Nur Ali Riyanto, Jl Pisangan Baru Selatan No
21, Matraman-Jakarta Timur
Jawaban:
Wa'alaikum salam wr. wb.
Penanya yang budiman, semoga selalu dirahmati
Allah swt. Pertanyaan mengenai apakah boleh atau tidak pengangkatan orang kafir
untuk menjadi pemimpin orang muslim, terutama dalam konteks kenegaraan memang seringkali
disampaikan.
Dalam pandangan kami apa yang dimaksud dengan
pemimpin dalam konteks pertanyaan masih belum jelas. Apakah yang dimaksudkan
adalah pemimpim negara seperti presiden? Atau pemimpin yang dimaksudkan adalah
menduduki jabatan-jabatan tertentu, seperti menteri, dirjen atau yang
sejenisnya, atau anggota DPR. Jika yang dimaksudkan adalah yang pertama, tentu
dalam Negara yang mayoritas muslim tidak bisa diterima.
Pada dasarnya mengangkat pemimpin non muslim
tidak diperbolehkan. Sebab dengan mengangkat mereka akan memberikan jalan bagi
mereka untuk menguasai kaum muslim. Hal ini jelas akan merugikan kaum muslim
itu sendiri.
وَلَنْ
يَجْعَلَ اللهُ الْكَافِرِيْنَ عَلَى الْمُؤْمِنِيْنَ سَبِيْلاً -النساء: 141
“Dan Allah Swt. sekali-kali tidak akan
memberi jalan kepada orang kafir untuk memusnahkan orang-orang beriman.” (QS.
an-Nisa` [4]: 141).
Larangan tersebut tentu harus diberlakuakan
dalam kondisi normal.
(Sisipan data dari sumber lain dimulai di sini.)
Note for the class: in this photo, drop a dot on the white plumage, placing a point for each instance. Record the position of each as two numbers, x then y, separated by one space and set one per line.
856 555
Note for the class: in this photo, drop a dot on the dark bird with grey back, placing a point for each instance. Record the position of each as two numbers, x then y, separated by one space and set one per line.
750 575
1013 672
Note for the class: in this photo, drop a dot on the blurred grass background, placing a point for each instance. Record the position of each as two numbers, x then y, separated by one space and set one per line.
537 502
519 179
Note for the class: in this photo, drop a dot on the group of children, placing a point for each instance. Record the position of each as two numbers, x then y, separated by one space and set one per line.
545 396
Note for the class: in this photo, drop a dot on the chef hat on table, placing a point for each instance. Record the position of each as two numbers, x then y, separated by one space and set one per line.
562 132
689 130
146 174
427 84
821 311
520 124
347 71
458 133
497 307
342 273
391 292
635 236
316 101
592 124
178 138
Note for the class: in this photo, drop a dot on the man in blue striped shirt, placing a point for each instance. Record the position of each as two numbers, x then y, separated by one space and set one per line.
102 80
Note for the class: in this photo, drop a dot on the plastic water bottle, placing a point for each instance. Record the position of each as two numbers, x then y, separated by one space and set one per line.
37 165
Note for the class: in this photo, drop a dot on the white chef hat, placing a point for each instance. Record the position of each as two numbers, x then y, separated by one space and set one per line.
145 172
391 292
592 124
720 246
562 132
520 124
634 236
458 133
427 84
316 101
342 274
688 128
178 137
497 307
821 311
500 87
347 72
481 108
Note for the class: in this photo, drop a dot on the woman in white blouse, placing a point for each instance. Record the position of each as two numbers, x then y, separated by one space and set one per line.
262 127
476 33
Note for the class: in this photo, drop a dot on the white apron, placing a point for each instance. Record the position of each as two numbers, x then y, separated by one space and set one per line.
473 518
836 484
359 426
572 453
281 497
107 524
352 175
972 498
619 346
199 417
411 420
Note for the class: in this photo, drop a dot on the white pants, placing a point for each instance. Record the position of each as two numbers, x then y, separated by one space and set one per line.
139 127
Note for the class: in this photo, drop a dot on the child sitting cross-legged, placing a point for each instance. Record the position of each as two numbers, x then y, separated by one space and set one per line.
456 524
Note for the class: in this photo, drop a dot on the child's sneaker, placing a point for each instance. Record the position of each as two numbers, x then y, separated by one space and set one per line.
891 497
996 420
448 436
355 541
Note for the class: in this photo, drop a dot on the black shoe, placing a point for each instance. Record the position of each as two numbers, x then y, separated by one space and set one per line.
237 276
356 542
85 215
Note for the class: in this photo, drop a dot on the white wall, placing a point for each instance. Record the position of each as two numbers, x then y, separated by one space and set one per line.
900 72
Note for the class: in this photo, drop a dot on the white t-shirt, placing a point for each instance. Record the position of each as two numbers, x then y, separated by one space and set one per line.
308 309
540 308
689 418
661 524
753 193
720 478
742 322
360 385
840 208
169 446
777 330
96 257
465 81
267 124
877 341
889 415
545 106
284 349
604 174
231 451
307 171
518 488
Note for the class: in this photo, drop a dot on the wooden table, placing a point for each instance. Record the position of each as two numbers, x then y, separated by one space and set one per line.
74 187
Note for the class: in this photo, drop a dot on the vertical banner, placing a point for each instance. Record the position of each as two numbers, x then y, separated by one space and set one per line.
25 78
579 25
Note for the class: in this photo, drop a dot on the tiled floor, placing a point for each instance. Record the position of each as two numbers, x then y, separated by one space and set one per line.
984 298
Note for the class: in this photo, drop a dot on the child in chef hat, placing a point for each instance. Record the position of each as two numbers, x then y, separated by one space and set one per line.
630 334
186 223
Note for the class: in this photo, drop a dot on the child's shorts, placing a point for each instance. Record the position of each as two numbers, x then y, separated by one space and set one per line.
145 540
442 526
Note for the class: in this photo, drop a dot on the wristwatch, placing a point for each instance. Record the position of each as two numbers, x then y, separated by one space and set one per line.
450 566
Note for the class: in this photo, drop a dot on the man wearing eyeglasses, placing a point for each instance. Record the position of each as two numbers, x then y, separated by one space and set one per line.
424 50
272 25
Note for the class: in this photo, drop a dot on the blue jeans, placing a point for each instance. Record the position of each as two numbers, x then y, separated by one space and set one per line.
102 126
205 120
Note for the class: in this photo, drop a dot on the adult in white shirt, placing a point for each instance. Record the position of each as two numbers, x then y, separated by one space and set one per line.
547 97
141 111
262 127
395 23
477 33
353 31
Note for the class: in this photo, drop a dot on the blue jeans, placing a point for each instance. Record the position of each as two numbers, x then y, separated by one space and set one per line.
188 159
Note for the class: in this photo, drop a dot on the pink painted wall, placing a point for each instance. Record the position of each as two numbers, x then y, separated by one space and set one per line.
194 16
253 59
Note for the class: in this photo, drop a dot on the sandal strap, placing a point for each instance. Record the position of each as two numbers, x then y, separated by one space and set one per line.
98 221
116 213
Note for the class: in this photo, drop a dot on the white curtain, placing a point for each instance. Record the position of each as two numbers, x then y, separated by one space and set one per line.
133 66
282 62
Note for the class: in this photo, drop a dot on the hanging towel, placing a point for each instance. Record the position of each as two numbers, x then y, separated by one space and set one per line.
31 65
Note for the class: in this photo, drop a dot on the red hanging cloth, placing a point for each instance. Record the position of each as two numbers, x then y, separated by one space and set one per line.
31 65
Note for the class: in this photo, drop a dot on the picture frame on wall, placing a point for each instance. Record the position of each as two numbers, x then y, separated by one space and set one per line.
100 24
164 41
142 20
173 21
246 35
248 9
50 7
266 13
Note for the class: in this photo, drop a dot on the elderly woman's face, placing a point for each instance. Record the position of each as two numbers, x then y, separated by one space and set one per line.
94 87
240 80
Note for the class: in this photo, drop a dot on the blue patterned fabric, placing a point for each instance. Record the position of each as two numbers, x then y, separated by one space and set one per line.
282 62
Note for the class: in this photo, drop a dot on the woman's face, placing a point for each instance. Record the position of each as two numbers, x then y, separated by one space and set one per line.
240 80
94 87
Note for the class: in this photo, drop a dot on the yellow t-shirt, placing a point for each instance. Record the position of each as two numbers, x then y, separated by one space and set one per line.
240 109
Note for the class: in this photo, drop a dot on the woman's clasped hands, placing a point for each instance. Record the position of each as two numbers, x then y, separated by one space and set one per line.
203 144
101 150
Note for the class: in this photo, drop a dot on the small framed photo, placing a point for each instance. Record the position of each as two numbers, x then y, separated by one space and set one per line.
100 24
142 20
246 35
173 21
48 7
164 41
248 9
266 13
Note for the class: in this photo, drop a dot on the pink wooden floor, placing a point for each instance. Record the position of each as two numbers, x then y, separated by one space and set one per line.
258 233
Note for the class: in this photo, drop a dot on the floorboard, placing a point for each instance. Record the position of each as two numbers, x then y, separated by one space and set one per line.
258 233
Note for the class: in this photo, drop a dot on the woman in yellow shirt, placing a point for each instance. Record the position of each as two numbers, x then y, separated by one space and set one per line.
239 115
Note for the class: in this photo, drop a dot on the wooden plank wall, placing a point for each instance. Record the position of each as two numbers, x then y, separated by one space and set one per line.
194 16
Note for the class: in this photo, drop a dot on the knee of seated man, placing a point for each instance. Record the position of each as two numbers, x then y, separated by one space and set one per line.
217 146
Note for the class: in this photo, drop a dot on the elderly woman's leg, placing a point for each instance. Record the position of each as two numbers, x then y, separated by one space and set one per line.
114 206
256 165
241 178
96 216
Sehingga ada sebagai ulama yang membolehkan dalam kondisi
darurat, yaitu kondisi dimana ada beberapa hal-hal yang tidak bisa ditangani
oleh kaum muslimin sendiri baik langsung maupun tidak langsung, atau terdapat
indikasi kuat adanya ketidakberesan (khianat) dari orang muslim itu sendiri.
نَعَمْ
إِنِ اقْتَضَتْ الْمَصْلَحَةُ تَوْلِيَّتَهُ فِيْ شَيْءٍ لاَ يَقُوْمُ بِهِ
غَيْرُهُ مِنَ الْمُسْلِمِيْنَ أَوْ ظَهَرَ مِنَ الْمُسْلِمِيْنَ خِيَانَةٌ
وَأَمِنَتْ فِيْ ذِمِّيٍّ وَلَوْ لِخَوْفِهِ مِنْ الْحَاكِمِ مَثَلًا فَلاَ
يَبْعُدُ جَوَازُ تَوْلِيَّتِهِ لِضَرُوْرَةِ الْقِيَامِ بِمَصْلَحَةِ مَا وَلِّيَ
فِيْهِ، وَمَعَ ذَلِكَ يَجِبُ عَلَى مَنْ يَنْصِبُهُ مُرَاقَبَتُهُ وَمَنْعُهُ
مِنَ التَّعَرُّضِ لِأَحَدٍ مِنَ الْمُسْلِمِيْنَ
“Jika suatu kepentingan mengharuskan
penyerahan sesuatu yang tidak bisa dilaksanakan oleh orang lain dari kalangan
umat Islam atau tampak adanya pengkhianatan pada si pelaksana dari kalangan
umat Islam, dan aman berada di kafir dzimmi walaupun karena rasa takutnya
kepada penguasa. (Dalam konteks ini) maka boleh menyerahkan jabatan padanya
karena adanya keharusan (dlarurah) untuk mewujudkan kemaslahatan sesuatu yang
dia diangkat untuk mengurusinya. Meskipun demikian, bagi pihak yang
mengangkatnya, harus selalu mengawasi orang kafir tersebut dan mampu
mencegahnya dari mengganggu terhadap siapapun dari kalangan umat Islam” (Ibnu
Hajar al-Haitsami, Tuhfah al-Muhtaj, dalam Abdul Hamid asy-Syirwani dan Ibnu
Qasim al-‘Abbadi, Hawasyai asy-Syirwani wa al-‘Abbadi, Mesir-at-Tijariyyah
al-Kubra, tt, juz, 9, h. 73)
Kebolehan dalam kondisi darurat ini harus
dipahami dalam konteks kafir dzimmi. Dan bagi pihak yang mengangkat kafir
dzimmi (nonmuslim yang berdamai), yang dalam konteks ini adalah pihak muslim
harus selalu memberikan pengawasan yang ketat terhadap kinerjanya. Disamping
itu juga harus mencegah atau menghalaginya agar tidak mengganggu kalangan
muslim sendiri.
Jadi, pengawasan terhadap kinerja dan jaminan
bahwa pihak kafir dzimmi tidak akan mengganggu kalangan muslim dari pihak yang
mengangkatnya untuk menangani beberapa hal yang tidak bisa ditangani oleh orang
muslim, baik langsung maupun tidak langsung, menjadi sebuah keharusan.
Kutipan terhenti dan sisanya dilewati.